Doesn’t work well as cupcakes or bar cakes. It cooks out of pan before done. Looks like I burnt them. But still raw to touch
Do you melt the butter completely for the buttercream or does it mean softened butter?
I made this for my son’s birthday. Per reviews, I increased the flour by 1/4 cup and decreased the water same. My 2 layers came out perfect. They were moist, tender and the flavor was awesome! I also had to add an additional cup of 10X sugar to the chocolate icing because it was way too runny but that worked out as well. All in all, I was satisfied and will definitely save the recipe and will use for any chocolate cakes bc we love it! My son and my grandson both loved the GC cake! Thanks for a great recipe. No problem with the small adjustments I needed to make it work for me.
Oh thanks! I’ll do that. I feel the water took some flavor..but I’m not an expert baker or bake often so I cannot disagree with the recipe! Hahaha. Will try your modifications
Delicious chocolate cake. It seems more of a dark chocolate cake than what I think of as German Chocolate. But it was very good!

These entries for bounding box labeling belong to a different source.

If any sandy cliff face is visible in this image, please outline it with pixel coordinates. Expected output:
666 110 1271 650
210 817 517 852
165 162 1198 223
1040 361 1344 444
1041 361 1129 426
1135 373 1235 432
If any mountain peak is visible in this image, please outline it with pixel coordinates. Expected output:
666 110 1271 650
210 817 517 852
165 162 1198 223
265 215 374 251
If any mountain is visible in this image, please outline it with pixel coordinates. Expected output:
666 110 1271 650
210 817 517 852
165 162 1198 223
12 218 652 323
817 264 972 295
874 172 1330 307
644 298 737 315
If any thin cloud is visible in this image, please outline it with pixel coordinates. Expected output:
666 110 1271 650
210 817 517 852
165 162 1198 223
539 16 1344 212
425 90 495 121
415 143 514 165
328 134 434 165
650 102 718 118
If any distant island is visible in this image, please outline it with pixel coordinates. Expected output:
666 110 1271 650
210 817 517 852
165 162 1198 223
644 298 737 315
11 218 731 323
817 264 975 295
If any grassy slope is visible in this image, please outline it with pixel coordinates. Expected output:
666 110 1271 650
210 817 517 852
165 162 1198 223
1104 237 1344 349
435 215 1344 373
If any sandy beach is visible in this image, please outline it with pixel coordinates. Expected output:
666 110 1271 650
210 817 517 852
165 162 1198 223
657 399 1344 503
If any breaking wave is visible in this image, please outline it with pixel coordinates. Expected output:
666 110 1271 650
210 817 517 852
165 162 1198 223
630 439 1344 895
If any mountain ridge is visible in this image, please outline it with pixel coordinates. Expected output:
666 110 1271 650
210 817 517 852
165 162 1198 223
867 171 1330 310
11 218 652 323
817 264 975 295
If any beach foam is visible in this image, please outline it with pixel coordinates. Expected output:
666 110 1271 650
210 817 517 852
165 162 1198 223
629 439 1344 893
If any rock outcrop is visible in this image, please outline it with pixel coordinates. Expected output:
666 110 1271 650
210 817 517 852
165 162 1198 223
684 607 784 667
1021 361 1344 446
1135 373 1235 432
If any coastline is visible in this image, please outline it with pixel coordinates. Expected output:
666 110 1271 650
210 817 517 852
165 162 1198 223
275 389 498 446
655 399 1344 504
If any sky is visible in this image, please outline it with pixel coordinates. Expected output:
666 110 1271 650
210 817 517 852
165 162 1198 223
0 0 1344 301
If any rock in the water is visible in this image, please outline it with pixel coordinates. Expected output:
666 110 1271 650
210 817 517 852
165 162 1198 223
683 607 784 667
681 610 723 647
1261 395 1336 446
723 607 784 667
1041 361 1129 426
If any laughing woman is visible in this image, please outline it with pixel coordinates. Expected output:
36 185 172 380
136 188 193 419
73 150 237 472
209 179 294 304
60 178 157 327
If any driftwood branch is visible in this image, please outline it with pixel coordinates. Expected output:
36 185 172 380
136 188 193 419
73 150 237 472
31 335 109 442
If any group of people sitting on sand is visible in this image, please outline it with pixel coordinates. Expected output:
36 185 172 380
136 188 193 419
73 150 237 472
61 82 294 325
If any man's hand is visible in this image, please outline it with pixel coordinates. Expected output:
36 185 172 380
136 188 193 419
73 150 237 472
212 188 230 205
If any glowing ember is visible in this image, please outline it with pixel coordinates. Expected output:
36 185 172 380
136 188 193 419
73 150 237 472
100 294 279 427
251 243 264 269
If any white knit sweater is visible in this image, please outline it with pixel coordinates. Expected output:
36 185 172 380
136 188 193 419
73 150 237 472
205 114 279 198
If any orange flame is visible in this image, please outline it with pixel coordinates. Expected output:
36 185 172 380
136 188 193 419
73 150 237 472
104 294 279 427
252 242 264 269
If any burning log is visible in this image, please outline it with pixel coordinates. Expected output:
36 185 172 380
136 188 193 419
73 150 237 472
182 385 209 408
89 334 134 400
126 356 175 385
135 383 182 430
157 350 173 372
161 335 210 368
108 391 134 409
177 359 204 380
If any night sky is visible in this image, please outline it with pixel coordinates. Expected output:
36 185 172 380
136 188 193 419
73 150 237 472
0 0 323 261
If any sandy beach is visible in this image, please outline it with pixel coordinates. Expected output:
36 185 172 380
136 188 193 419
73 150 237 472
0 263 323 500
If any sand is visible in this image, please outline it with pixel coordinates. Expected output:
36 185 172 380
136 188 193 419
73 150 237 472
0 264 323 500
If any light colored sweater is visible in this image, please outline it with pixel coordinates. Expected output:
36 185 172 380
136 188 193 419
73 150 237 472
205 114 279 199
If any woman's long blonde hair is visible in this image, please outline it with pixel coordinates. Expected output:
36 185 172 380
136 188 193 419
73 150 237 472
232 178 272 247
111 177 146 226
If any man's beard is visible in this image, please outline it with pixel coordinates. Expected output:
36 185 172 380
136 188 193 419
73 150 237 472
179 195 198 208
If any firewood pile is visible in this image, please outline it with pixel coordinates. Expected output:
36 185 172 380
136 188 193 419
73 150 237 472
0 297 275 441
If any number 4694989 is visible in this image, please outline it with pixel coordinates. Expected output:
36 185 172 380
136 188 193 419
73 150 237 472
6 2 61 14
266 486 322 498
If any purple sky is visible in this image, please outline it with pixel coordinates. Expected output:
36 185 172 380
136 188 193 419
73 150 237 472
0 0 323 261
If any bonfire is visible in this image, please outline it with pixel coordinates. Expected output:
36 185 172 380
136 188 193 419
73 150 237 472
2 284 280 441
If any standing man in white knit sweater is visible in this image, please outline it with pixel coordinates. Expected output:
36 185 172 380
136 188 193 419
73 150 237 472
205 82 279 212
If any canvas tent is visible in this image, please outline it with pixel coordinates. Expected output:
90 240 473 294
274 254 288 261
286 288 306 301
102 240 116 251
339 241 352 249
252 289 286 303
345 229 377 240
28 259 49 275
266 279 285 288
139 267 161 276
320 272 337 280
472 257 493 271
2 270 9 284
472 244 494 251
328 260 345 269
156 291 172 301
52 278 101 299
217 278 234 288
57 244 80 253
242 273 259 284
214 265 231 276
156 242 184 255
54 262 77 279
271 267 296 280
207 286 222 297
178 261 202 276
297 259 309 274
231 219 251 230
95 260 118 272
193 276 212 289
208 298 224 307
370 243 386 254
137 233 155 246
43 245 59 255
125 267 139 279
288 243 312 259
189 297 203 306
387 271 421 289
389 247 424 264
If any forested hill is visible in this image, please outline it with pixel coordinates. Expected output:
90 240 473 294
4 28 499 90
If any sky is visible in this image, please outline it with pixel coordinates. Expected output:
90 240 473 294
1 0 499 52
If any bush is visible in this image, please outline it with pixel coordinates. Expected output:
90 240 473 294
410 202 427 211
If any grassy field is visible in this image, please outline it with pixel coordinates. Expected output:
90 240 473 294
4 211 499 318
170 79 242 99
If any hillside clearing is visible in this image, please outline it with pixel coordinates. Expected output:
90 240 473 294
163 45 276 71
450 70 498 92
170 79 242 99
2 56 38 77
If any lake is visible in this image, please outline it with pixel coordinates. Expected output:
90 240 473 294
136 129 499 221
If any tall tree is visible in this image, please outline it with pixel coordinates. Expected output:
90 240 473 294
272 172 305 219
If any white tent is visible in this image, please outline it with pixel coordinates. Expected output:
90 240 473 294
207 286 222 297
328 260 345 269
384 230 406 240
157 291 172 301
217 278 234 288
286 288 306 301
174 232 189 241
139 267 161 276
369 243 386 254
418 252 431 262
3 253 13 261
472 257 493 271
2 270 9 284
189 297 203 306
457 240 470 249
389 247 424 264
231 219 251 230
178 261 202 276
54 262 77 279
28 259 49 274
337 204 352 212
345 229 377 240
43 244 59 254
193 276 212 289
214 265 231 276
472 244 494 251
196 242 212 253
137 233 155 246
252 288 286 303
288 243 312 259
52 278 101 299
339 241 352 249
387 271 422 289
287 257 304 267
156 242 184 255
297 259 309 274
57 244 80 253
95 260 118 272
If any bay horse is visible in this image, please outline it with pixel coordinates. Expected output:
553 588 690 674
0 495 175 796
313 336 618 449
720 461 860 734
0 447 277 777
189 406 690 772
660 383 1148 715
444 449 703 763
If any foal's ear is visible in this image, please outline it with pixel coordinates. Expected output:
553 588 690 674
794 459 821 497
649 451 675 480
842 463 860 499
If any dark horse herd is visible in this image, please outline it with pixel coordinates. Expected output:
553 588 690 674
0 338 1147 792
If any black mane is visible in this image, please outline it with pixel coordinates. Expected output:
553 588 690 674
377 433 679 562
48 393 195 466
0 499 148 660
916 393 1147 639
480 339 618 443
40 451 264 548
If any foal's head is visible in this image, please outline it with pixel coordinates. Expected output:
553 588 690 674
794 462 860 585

Made this for my father-in-law’s birthday. German Chocolate is his favorite. This was a BIG hit. Delicious, moist and layered well as a 3-teired cake. I don’t care for coconut or pecans. But, this was so delicious that I’ll be on the hunt for an alternative filling. Thanks!
made for my fiancé’s birthday and was delish! I have never used boiling water in a cake recipe, but it’s impossible to make this cake taste any better!
Wow!!
Made this German chocolate cake for my husband’s birthday 🎂 we loved it so moist a delicious 😋
I wish I could have taken a photo it looked like bakery bought.
Thank you for this delicious recipe easy to follow too!!